Neighbors have also filed a “remonstrance” with the Connecticut State Liquor Department asking that Romanacci’s LLC be denied a liquor permit, according to Warburg.
Liquor has been served there under a provisional permit for about 10 months, he said, “and there has not been a single incident related to the [liquor] license at all.”
Well-loved
Matthew Mandell, executive director of the Westport Chamber of Commerce and a District 1 representative on the RTM, has been circulating a “Don’t Kill the Old Mill,” flyer from the Soundview Empowerment Alliance to collect signatures on the petition. The organization is also collecting donations to defend against the neighbors’ lawsuits.
“It’s a well-loved place,” Mandell said. There has been a long tradition in the beach neighborhood for children to go there to get an ice cream or another treat. Some neighbors even opposed a gelato cart that was very popular at the Old Mill, he said, and is not much different than serving ice cream out the window of the small building.
“They don’t want a commercial entity in their neighborhood even though when they moved here there were restaurants and the Old Mill Grocery here,” Mandell said of the few protesting neighbors. “But the community wants this business to stay where it is and serve this generation of young Westporters.”

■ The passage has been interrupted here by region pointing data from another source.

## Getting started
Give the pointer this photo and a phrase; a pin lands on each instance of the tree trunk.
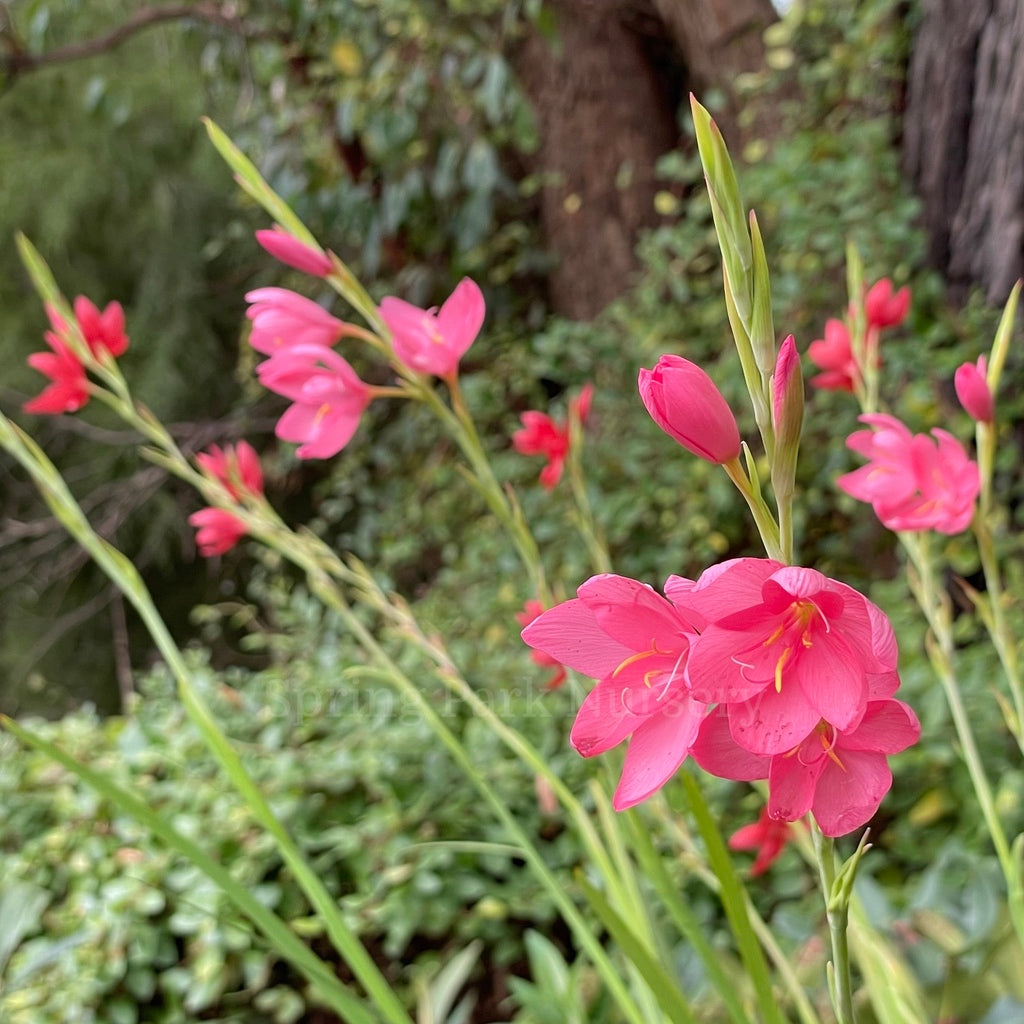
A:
(964, 140)
(720, 40)
(607, 90)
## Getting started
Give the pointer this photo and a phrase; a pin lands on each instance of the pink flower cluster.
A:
(912, 481)
(543, 435)
(328, 396)
(103, 333)
(834, 354)
(757, 670)
(238, 470)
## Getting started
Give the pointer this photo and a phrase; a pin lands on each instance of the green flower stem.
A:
(837, 912)
(124, 574)
(935, 604)
(329, 593)
(587, 524)
(459, 424)
(763, 518)
(994, 601)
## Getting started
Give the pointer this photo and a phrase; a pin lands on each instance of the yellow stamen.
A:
(639, 656)
(779, 666)
(321, 413)
(828, 745)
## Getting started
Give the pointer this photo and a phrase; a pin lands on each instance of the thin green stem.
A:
(837, 913)
(589, 529)
(935, 604)
(763, 518)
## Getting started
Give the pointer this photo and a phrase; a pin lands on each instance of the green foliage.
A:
(128, 932)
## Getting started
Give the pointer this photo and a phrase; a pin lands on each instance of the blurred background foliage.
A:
(399, 131)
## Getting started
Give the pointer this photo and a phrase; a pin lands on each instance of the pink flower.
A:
(834, 354)
(69, 387)
(101, 331)
(884, 308)
(912, 481)
(534, 609)
(289, 250)
(635, 643)
(543, 435)
(217, 530)
(329, 398)
(766, 836)
(783, 647)
(841, 777)
(973, 391)
(433, 342)
(237, 467)
(282, 317)
(685, 403)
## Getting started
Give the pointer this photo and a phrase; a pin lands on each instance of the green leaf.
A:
(667, 991)
(284, 941)
(20, 905)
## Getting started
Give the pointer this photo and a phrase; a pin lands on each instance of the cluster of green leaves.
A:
(395, 127)
(123, 931)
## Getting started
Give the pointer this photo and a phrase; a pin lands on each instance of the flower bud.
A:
(685, 403)
(973, 390)
(288, 249)
(885, 308)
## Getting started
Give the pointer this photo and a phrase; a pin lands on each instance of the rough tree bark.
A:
(606, 91)
(964, 140)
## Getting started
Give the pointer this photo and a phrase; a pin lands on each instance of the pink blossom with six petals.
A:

As a lifelong Westporter who grew up in the neighborhood, this is in keeping with the history of the Old Mill Beach neighborhood. I worked at Allens Clam House and my friends family owned Cafe De La Plage. Both are sorely missed and added great charm- also both served alcohol. I truly hope those who are trying to kill this business really think it through and honor the history of the Old Mill Beach neighborhood. If you kill the business, don’t complain about what might come next – smoke shop perhaps?